Un quotidien lancé en pleine crise à Perpignan

Agence France-Presse
Perpignan

Un nouveau quotidien sur papier, L'Écho du Roussillon, est sorti jeudi à Perpignan et dans ses environs au prix de 50 centimes, un pari, de l'aveu de son directeur, en période de crise profonde de la presse écrite.

L'Écho du Roussillon «est un quotidien (paraissant) six jours sur sept (...) c'est un quotidien local très clairement mais (...) qui veut mettre en avant l'économie, l'idée (étant) de soutenir et de mettre en avant ce qui réussit plutôt que d'être systématiquement dans la dénonciation ou la critique», a expliqué à l'AFP celui qui l'a lancé, Pierre Ginabat, aujourd'hui directeur de la publication et de la rédaction.

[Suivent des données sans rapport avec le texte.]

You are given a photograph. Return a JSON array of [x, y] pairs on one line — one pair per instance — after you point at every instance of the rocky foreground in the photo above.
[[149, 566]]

Le nouveau venu, imprimé à 10 000 exemplaires de l'autre côté de la frontière en Espagne et diffusé à Perpignan, dans la plaine du Roussillon et sur le littoral, a fait sa première une sur une interrogation: «Perpignan zone touristique?», avec une photo de terrasses de cafés de Perpignan.

L'Écho du Roussillon, publié en format tabloïd sur une trentaine de pages, ouvrira ainsi à l'avenir sur trois pages économiques et aura des pages d'informations locales, quelques pages d'informations sportives et générales faites avec les dépêches de l'Agence France-Presse, et les classiques pages d'annonces, de programme télé, de jeux etc. Il sera un journal «plutôt urbain».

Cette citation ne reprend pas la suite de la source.